Zielono-czarni jechali na mecz do Radomia z zamiarem zbliżenia się do ścisłej czołówki zespołów walczących o awans, ale rzeczywistość dotkliwie zweryfikowała ich plany. Łęcznianie przegrali z Radomiakiem aż 1:5 i zakończyli trwającą od trzech spotkań passę meczów bez porażki
Niedzielne spotkanie z wysokości trybun miał oglądać Franciszek Smuda, który lada dzień ma zasiąść na ławce trenerskiej łęcznian. – Jadę na mecz z Radomiakiem. Wejdę do szatni, przywitam się z piłkarzami, ale w tym meczu usiądę na trybunach, obejrzę grę z góry. Trenowanie Górnika rozpocznę od środy – powiedział popularny „Franz” w rozmowie z portalem eurosport.interia.pl
Mecz zdecydowanie lepiej rozpoczął się dla miejscowych. W 14 minucie z rzutu wolnego uderzał Maciej Filipowicz. Patryk Rojek zdołał obronić jego strzał, ale wobec dobitki Rafała Makowskiego był już bez szans. Zdobyty gol dodał animuszu gospodarzom, którzy jeszcze śmielej ruszyli do ataku. I dziesięć minut później, po dośrodkowaniu z rzutu rożnego, piłę w siatce umieścił Meik Karwot. Po upływie pół godziny szansę na gola mieli zielono-czarni, ale strzał Mohameda Essama, naciskanego przez obrońców, trafił wprost w Mateusza Kochalskiego.

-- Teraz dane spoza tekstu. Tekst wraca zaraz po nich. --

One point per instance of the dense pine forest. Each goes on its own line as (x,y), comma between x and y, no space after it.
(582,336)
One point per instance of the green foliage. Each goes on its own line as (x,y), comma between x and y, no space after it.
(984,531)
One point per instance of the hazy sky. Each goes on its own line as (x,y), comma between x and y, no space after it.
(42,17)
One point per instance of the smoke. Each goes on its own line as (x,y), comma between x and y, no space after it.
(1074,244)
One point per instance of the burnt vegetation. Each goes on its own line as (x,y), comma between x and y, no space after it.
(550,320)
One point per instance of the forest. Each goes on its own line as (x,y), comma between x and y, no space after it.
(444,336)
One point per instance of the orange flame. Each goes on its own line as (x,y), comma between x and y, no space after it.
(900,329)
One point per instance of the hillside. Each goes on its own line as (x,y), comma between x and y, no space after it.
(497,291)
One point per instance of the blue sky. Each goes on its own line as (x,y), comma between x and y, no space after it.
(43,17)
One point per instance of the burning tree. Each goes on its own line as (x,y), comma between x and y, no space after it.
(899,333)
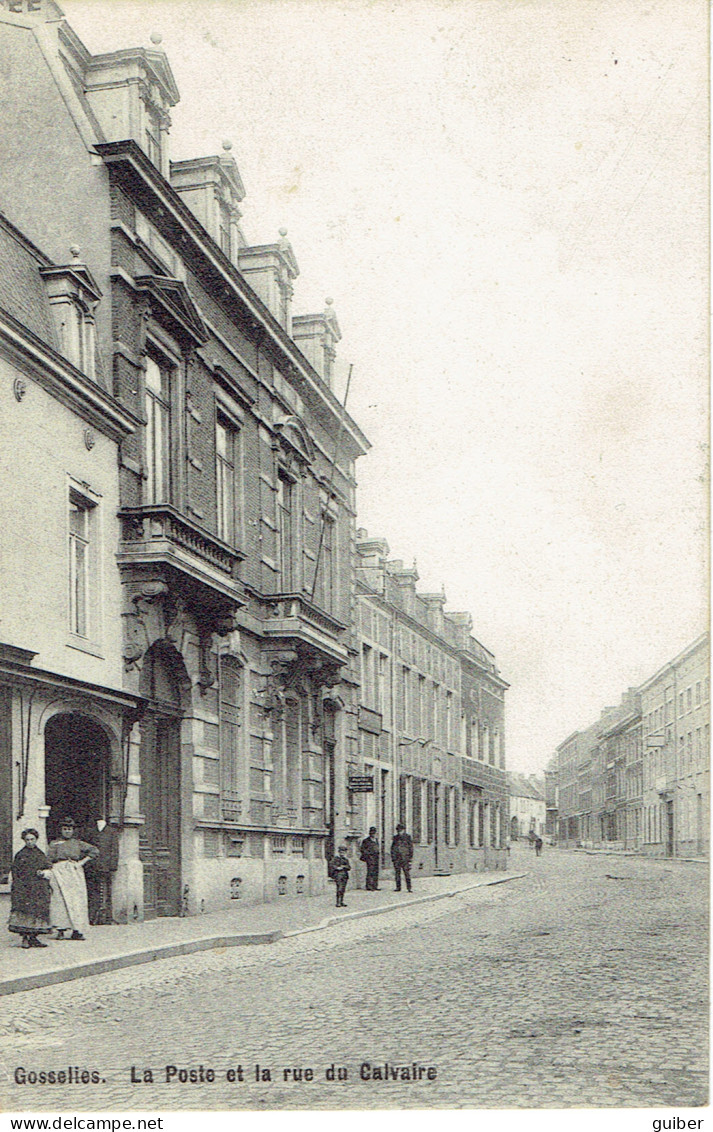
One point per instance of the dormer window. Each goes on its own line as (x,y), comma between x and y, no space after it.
(74,297)
(153,136)
(224,228)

Po zmianie stron nie mający nic do stracenia Górnicy ruszyli do ataku. I w 54 minucie mogli zdobyć gola kontaktowego. Jednak Igor Korczakowski nie wykorzystał sytuacji sam na sam z bramkarzem Radomiaka, a dobitka Pawła Wojciechowskiego trafiła w poprzeczkę. Niewykorzystana sytuacja zemściła się kilka minut później. W 61 minucie, tym razem z rzutu karnego, trafił Brazylijczyk Leandro. Później Karwot popisał się strzałem z dystansu, a w 75 min skompletował hattricka. Łęcznianie walczyli do końca – bramkę honorową zdobył Tomasz Midzierski.

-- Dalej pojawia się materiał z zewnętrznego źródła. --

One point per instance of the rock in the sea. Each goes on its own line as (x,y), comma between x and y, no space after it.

Radomiak Radom – Górnik Łęczna 5:1 (2:0)
Bramki: Makowski (14), Karwot (24, 69, 75), Leandro (61-karny) – Midzierski (79).
Radomiak: Kochalski – Jakubik, Klabnik, Świdzikowski, Grudniewski, Leandro (78 Wawszczyk), Karwot, Makowski, Filipowicz (72 Winsztal), Luz (65 Suchanek), Sokół (59 Rolinc).

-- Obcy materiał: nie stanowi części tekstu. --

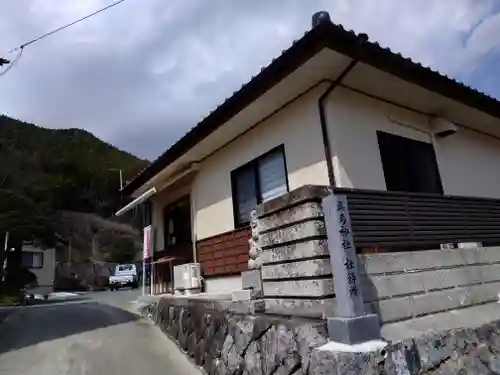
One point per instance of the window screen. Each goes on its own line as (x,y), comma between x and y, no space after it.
(272,175)
(258,181)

Górnik: Rojek – Pajnowski, Midzierski, Markowski, Zagórski, Korczakowski (67 Szysz), Tymosiak, Bętkowski (46 Sosnowski), Pisarczuk (81 Dzięgielewski), Essam, Wojciechowski.
Żółte kartki: Świdzikowski, Jakubik – Pisarczuk, Zagórski, Sosnowski, Tymosiak.
Sędziował: Marcin Kochanek (Opole).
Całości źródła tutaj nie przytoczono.